Und die schieben Zwerge

Bühne Die kitschige Inszenierung des Kindertheaters „Schneewittchen“ durch die Nouvelle Compagnie bei den Salzburger Festspielen sagt auch etwas über das Theater unserer Zeit
Ausgabe 34/2013
Und die schieben Zwerge

Foto: Gabriel Bouys/AFP/Getty Images

Würde ein Kinderstück das Vergnügen preisen, das es macht, wenn man einer Katze eine Konservendose an den Schwanz hängt, gäbe es einen lauten Aufschrei: Theater, würde man mahnen, habe eine erzieherische Aufgabe – umso mehr, wenn es sich an Kinder wendet. Diese Warnung ist kurioserweise vergessen, wenn es nicht um moralische, sondern um ästhetische Belange geht. Offenbar scheint es als gefahrlos zu gelten, wenn Kinder mit einem Schmarren konfrontiert werden, der für ihre ästhetische Entwicklung nicht weniger verheerend ist als die Dose am Schwanz der Katze für die ethische.

Allmählich muss man doch am Geschmack von Sven-Eric Bechtolf zweifeln, der für das Schauspielprogramm der Salzburger Festspiele verantwortlich zeichnet und ab 2015 zwei Jahre lang den verabschiedeten Intendanten ersetzen wird. Was ist bloß in ihn gefahren, als er den geballten Kitsch des Kinderstücks Schneewittchen einlud?

Zeichen der Restauration

Wir waren doch schon weiter. Im Gefolge der antiautoritären Bewegung der sechziger Jahre wurde das traditionelle Weihnachtsmärchen an den Stadttheatern durch ein modernes, die gesellschaftlichen Realitäten berücksichtigendes Kindertheater ersetzt. Vorbilder waren Neugründungen wie GRIPS oder Rote Grütze, die sich ihrerseits auf eine sehr viel längere Tradition des anspruchsvollen Kindertheaters in Großbritannien beziehen konnten.

Gemessen an dieser Tradition muss das Schneewittchen der Nouvelle Compagnie beziehungsweise seine Einladung nach Salzburg als Zeichen der Restauration gewertet werden. Gerne würde man das als marginale Beiläufigkeit betrachten, wenn es nicht so perfekt in die übergreifende Programmierung des diesjährigen Sprechtheaterspielplans passte.
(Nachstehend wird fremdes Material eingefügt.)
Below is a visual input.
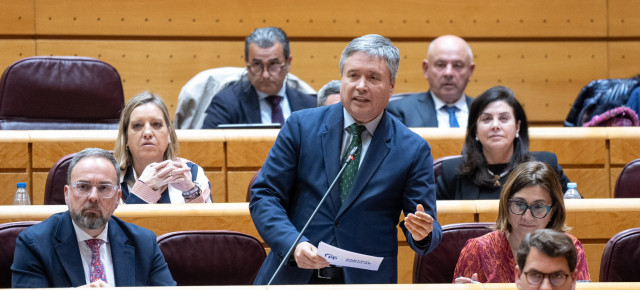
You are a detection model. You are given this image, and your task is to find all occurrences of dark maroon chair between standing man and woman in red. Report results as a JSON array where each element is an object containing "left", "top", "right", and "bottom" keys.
[{"left": 413, "top": 223, "right": 495, "bottom": 283}]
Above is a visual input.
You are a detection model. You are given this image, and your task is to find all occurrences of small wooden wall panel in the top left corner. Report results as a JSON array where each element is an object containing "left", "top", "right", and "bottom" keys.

Aber Schneewittchen signalisiert nicht nur durch die völlige Absenz von gesellschaftlicher Relevanz eine restaurative Tendenz. Auch immanent, als Bildertheater, bleibt es weit hinter aktuellen Bestrebungen auf diesem Gebiet zurück. Seine Ästhetik orientiert sich an Kinderbuchillustrationen der süßlichsten und verlogensten Art. Verglichen damit erscheinen selbst die Scherenschnittfilme Lotte Reinigers oder das hinreichend kitschige Zeichentrick-Schneewittchen von Walt Disney avantgardistisch.

Sie mögen, wie Schatten- und Puppentheater, für die französische Truppe Pate gestanden haben. Die Zwerge treten denn tatsächlich als Puppen auf, die lediglich auf die Bühne geschoben werden und den Kopf hin und her wenden. Das Märchen, dessen Kenntnis bei Kleinkindern offenbar vorausgesetzt wird, spielt sich, in unvariierter Zeitlupe, hinter einem durchsichtigen Vorhang ab, der die Bilder wie durch Milchglas gebrochen erscheinen lässt. Die Dramatisierung geht nirgends über die Vorlage hinaus, schöpft sie, im Gegenteil, noch nicht einmal aus. So bleiben die Zwerge eine Zutat, fast verzichtbar und ohne Differenzierung.

Ganz nebenbei ist diese Inszenierung ein starkes Argument gegen die Bühnenbearbeitung erzählender Texte. Sie begeht Verrat an allem, was Besonderheit und Reiz des Märchens erst ausmacht: die refrainartige Wiederholung („Spieglein, Spieglein an der Wand“), die Dreizahl (bei den Tötungsversuchen der Königin), die wunderbare Wiederbelebung Schneewittchens durch das Stolpern der Sargträger, das den vergifteten Apfel aus dem Hals des Opfers befördert. Was bleibt, wenn man all dies entsorgt? Kitsch, sonst nichts. Kinder haben Besseres verdient.